The astute reader gets a glimpse of the troubling Obama-Davis relationship in the poem “Pop,” published under Obama’s name in the spring 1981 edition of Occidental College’s literary magazine, “Feast.”
Rebecca Mead, writing in the New Yorker, unhesitatingly describes “Pop” as a “loving if slightly jaded portrait of Obama’s maternal grandfather.”
Remnick makes the same point. “Pop,” he says as though a given, “clearly reflects Obama’s relationship with his grandfather Stanley Dunham.” I could find no mainstream publication that even suggests otherwise.
Obama called Dunham “Gramps.” No reviewer asks why he would call the poem “Pop,” a title with certain implications. The case for Gramps as subject is further weakened by the line in the poem, “he switches channels, recites an old poem/ He wrote before his mother died.”
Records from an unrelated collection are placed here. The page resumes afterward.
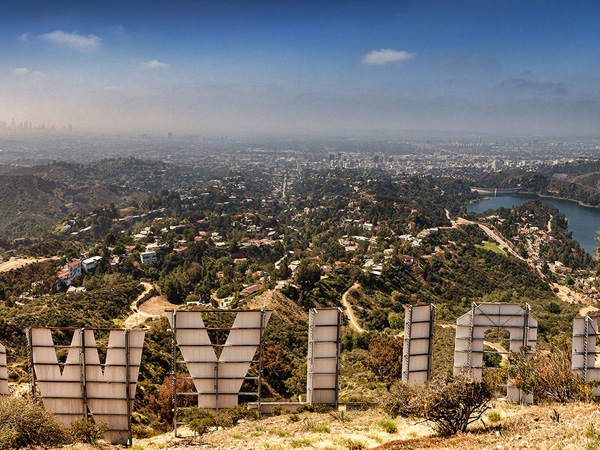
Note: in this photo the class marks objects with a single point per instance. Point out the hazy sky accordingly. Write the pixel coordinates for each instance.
(487, 66)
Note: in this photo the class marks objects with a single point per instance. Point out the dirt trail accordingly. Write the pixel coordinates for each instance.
(496, 346)
(587, 309)
(348, 310)
(139, 317)
(16, 263)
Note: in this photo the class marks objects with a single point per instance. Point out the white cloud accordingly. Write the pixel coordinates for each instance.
(153, 64)
(75, 41)
(386, 56)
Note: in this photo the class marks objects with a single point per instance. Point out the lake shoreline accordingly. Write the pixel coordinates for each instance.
(584, 220)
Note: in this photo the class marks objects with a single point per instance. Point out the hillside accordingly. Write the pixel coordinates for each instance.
(506, 427)
(31, 204)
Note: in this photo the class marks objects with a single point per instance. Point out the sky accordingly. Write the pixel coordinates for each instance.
(492, 67)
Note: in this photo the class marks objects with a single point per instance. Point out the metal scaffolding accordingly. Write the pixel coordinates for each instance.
(324, 347)
(471, 331)
(219, 359)
(82, 386)
(583, 361)
(3, 371)
(417, 352)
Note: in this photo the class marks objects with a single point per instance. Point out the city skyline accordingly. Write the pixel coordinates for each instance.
(506, 67)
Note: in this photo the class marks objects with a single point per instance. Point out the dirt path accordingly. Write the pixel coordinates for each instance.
(586, 310)
(501, 350)
(139, 317)
(16, 263)
(348, 310)
(569, 296)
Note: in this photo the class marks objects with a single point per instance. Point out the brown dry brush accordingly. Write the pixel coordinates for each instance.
(451, 402)
(548, 375)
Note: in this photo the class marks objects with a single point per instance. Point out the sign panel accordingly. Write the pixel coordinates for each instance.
(218, 381)
(583, 361)
(324, 345)
(418, 343)
(85, 384)
(3, 371)
(470, 334)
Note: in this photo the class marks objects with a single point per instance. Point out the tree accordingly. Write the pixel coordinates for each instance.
(451, 402)
(25, 423)
(385, 357)
(307, 274)
(548, 375)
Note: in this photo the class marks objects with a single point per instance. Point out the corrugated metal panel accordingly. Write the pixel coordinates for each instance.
(3, 371)
(218, 382)
(470, 334)
(83, 385)
(323, 355)
(418, 343)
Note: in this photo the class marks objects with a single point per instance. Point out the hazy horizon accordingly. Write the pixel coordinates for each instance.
(495, 68)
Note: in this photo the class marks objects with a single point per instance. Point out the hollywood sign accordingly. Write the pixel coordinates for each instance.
(83, 386)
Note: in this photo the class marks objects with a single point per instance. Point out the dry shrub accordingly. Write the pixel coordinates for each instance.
(450, 402)
(25, 423)
(548, 375)
(86, 431)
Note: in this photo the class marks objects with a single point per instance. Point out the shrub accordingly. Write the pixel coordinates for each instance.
(389, 426)
(321, 408)
(450, 402)
(278, 410)
(200, 420)
(385, 357)
(548, 375)
(494, 417)
(25, 423)
(305, 408)
(237, 413)
(86, 431)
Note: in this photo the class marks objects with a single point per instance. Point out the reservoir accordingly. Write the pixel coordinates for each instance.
(584, 222)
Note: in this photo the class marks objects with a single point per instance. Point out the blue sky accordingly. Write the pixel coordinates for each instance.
(485, 67)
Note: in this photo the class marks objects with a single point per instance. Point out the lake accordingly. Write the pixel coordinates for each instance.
(584, 222)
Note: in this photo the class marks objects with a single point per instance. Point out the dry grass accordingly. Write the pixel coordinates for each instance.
(519, 427)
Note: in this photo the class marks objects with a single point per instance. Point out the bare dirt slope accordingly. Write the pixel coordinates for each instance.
(518, 427)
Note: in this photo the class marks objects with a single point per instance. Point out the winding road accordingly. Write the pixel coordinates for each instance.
(348, 310)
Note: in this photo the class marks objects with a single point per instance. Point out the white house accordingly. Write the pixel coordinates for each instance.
(74, 268)
(148, 257)
(91, 263)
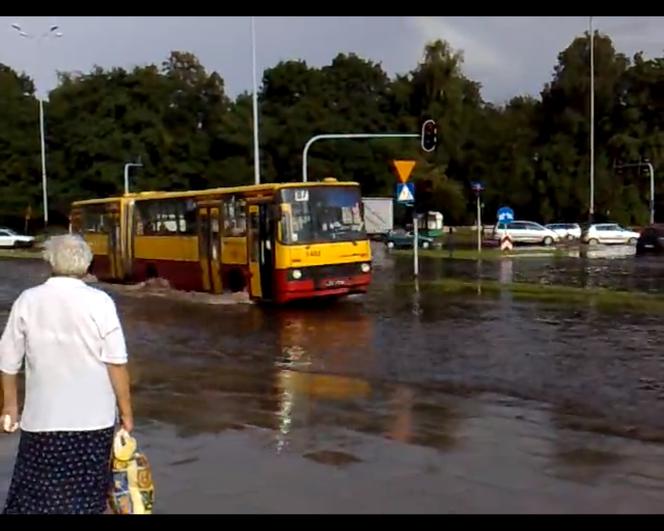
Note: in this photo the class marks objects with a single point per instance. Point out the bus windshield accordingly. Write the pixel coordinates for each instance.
(321, 214)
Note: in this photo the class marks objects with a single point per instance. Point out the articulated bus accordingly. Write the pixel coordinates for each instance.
(280, 242)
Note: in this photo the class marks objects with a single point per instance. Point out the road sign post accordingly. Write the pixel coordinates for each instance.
(505, 215)
(405, 194)
(478, 188)
(416, 263)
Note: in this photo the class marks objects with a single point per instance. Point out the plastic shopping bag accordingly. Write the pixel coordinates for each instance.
(132, 491)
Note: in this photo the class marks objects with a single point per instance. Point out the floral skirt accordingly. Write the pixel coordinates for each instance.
(63, 472)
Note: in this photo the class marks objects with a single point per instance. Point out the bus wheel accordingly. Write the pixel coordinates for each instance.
(236, 280)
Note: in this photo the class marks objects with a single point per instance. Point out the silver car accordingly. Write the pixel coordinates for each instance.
(609, 233)
(526, 232)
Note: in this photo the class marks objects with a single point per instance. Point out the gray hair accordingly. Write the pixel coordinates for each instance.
(69, 255)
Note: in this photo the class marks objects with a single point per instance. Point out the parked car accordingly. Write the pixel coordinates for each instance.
(609, 233)
(401, 239)
(525, 232)
(651, 240)
(566, 231)
(9, 238)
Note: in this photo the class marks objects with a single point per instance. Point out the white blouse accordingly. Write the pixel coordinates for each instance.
(67, 332)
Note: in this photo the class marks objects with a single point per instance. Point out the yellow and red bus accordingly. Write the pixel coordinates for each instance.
(280, 242)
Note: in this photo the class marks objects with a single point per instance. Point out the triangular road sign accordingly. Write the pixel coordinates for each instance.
(404, 169)
(405, 195)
Dunham was a dirty limerick kind of guy, not a poet. More to the point, Dunham’s mother died when he was 8 years old. Davis’ mother died when he was 20 and already established as a poet of promise.
The poem has any number of eye-opening lines, most notoriously “Pop takes another shot, neat/ Points out the same amber/ Stain on his shorts that I’ve got on mine, and/ Makes me smell his smell, coming/ From me.”
The most innocent explanation for the “amber stain” on the shorts of both mentor and initiate or “his smell, coming/ From me” is that Davis got the teenaged Obama drunk, and they both spilled whiskey on themselves. The private-drinking Obama owns up to in “Dreams from My Father.”
That reading does not explain, however, why the spill is specifically on their shorts and not on their shirts or how Davis’ breath now comes from Obama.
A therapist who blogs under the tag “Neo Neocon” has sensed a darker exchange. She cannot be certain about “outright sexual abuse,” but, she notes, “there is no question that the poem is describing a boundary violation on several levels: this child feels invaded – perhaps even taken over – by this man, and is fighting against that sensation.”
If the reader thinks this poem too sophisticated to have been written by Obama unaided, he is almost assuredly right. In style and content it closely resembles the Davis poem, “To A Young Man,” which the Davis estate has denied me permission to reprint.
After Hawaii, Obama spent 13 not-so-swinging single years on the mainland before he married Michelle in 1992. In “Dreams,” Obama mentions only one girlfriend from that period, a woman who looks and lived suspiciously like Bill Ayers’ old flame, Diana Oughton.
Obama biographer Christopher Andersen tried to confirm this woman’s identity but made little headway. “No one,” he writes, “including his roommate and closest friend at the time, Siddiqi, knew of this mysterious lover’s existence.”
Word to the AP: If you want to write a story about a sexually confused individual, you don’t have to go to Indonesia to find one.